No no no no

Em uma casa de jogos de Londres, dois jogadores se destacam: uma mulher morena, de vestido vermelho e cabelos cheios amarrados por trás da cabeça, tipo coque, e um homem de trinta e poucos anos, usando smoking.
- Admiro sua coragem, senhorita... – ele diz. A câmera exibindo as mãos dele pegando um cigarro.
- Trench. Sylvia Trench. – ela se apresenta, olhando para a mesa – Admiro sua sorte, senhor...
Com o isqueiro, acendendo o cigarro:
- Bond. James Bond.

A música-tema de fundo, o ambiente esfumaçado, o olhar lateral à câmera. 1962. É a primeira aparição do espião inglês nos cinemas. Quem o interpreta é o ator Sean Connery. O filme, 007 Contra o Satânico Dr. No.

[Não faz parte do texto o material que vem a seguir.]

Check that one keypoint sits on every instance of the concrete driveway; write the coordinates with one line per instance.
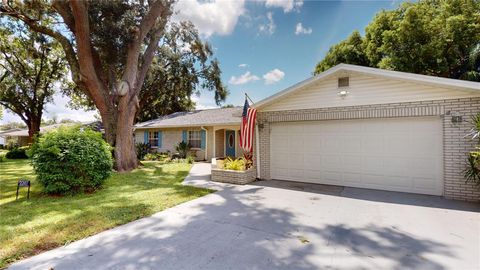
(285, 226)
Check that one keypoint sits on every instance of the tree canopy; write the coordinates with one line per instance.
(31, 64)
(440, 38)
(110, 47)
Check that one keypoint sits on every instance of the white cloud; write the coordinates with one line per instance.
(273, 76)
(58, 109)
(243, 79)
(299, 29)
(210, 17)
(287, 5)
(269, 27)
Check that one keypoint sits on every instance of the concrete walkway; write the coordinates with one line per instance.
(278, 225)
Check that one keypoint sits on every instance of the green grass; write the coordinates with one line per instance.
(28, 227)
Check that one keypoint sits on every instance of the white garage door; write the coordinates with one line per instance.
(398, 154)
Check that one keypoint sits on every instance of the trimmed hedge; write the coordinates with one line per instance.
(71, 160)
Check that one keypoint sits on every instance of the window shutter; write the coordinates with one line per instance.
(145, 136)
(184, 136)
(159, 139)
(202, 142)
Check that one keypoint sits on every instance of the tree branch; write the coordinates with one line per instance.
(158, 8)
(64, 41)
(149, 55)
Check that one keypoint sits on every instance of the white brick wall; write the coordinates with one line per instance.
(456, 145)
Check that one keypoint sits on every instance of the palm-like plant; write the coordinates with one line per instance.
(472, 172)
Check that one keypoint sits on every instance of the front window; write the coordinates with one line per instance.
(153, 139)
(195, 138)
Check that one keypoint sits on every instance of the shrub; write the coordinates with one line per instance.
(142, 150)
(71, 160)
(190, 159)
(472, 173)
(17, 153)
(156, 156)
(234, 164)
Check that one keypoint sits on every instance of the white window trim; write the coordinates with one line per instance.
(150, 134)
(198, 138)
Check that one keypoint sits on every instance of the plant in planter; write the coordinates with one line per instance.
(238, 164)
(142, 150)
(183, 149)
(472, 172)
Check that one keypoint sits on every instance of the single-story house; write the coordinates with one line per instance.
(350, 126)
(210, 133)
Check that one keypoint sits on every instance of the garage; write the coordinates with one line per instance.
(370, 128)
(397, 154)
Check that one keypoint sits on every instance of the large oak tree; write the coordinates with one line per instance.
(30, 65)
(109, 46)
(440, 38)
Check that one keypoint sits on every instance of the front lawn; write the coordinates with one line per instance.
(28, 227)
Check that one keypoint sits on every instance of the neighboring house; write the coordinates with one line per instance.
(210, 133)
(371, 128)
(4, 138)
(20, 136)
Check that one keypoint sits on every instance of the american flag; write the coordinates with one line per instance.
(248, 124)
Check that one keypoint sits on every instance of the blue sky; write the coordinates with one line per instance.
(264, 44)
(261, 47)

Criado pelo escritor Ian Fleming nos anos 50, James Bond é um agente secreto, também conhecido pelo código 007 (o duplo zero significa que ele tem licença para matar), que trabalha no serviço de espionagem e inteligência britânica. Nas palavras do autor, que foi agente do serviço secreto britânico durante a Segunda Guerra Mundial - experiência significativa para a caracterização de seu personagem mais famoso:

“James Bond tem 1,82 metro de altura e trinta e poucos anos. É moreno, de uma beleza cruel e olhos azul-acinzentados claros”.

Adaptá-lo à tela grande logo se mostrou um desafio. Para o papel foram cogitados diversos atores: Roger Moore – o preferido de Ian Fleming estava comprometido com uma série de televisão -, Max Von Sydiw, Cary Grant, Trevor Howard, Rex Harrison. O escolhido foi o pouco conhecido ator escocês Sean Connery, o eterno 007, para a maioria dos fãs.

Bond vai à Jamaica para investigar quem estava interferindo nos lançamentos de mísseis norte-americanos. É assim que ele chega a Dr. No (Joseph Wiseman), um cientista perito em física nuclear que chefia uma organização criminosa em uma ilha particular no Caribe. Bond conta com a ajuda de um agente da CIA, um nativo e de Honey Ryder (Ursula Andress). Saindo da água do mar, com cabelos loiros molhados e biquíni branco, ela surpreende-se com o homem que a observa (“Quem é você? Fique onde está!”). O surgimento da atriz no filme é um dos momentos de destaque na filmografia de mais de vinte filmes que o agente secreto já protagonizou.

A direção de Terence Young – que trabalhou em outros três filmes de 007 - exibe cortes secos nos momentos de ação. A mistura imagem e áudio provoca, em muitas cenas, o efeito desejado, como na seqüência em que o herói tem que enfrentar uma tarântula: música atingindo picos agudos e closes no rosto suado, junto com imagens da aranha subindo, provocam aflição.

A produção, de orçamento de cerca de um milhão de dólares (para os padrões da indústria cinematográfica, uma bagatela) estourou nas bilheterias, transformando Sean Connery em astro e James Bond em ícone da cultura pop. Os filmes que se seguiram, a partir de 007 Contra o Satânico Dr. No, seguem a fórmula que deu certo. 007 tem carisma, charme e elegância. Atributos que contrastam com a personalidade violenta – em uma cena ele mata sem dó um capanga desarmado de Dr. No -, as atitudes machistas – mulheres vistas como objeto sexual – e o cinismo.

Na larga filmografia, que se estende por diversos períodos históricos, os vilões são sempre inimigos do Ocidente (Dr. No é chinês). Os personagens, inclusive o herói, são estereotipados; as mulheres são todas beldades e os filmes, puro entretenimento. A história é um acessório – assim como os gadgets tecnológicos de Bond – para o divertimento do espectador. A eficiência de 007 Contra o Satânico Dr. No em divertir com qualidade.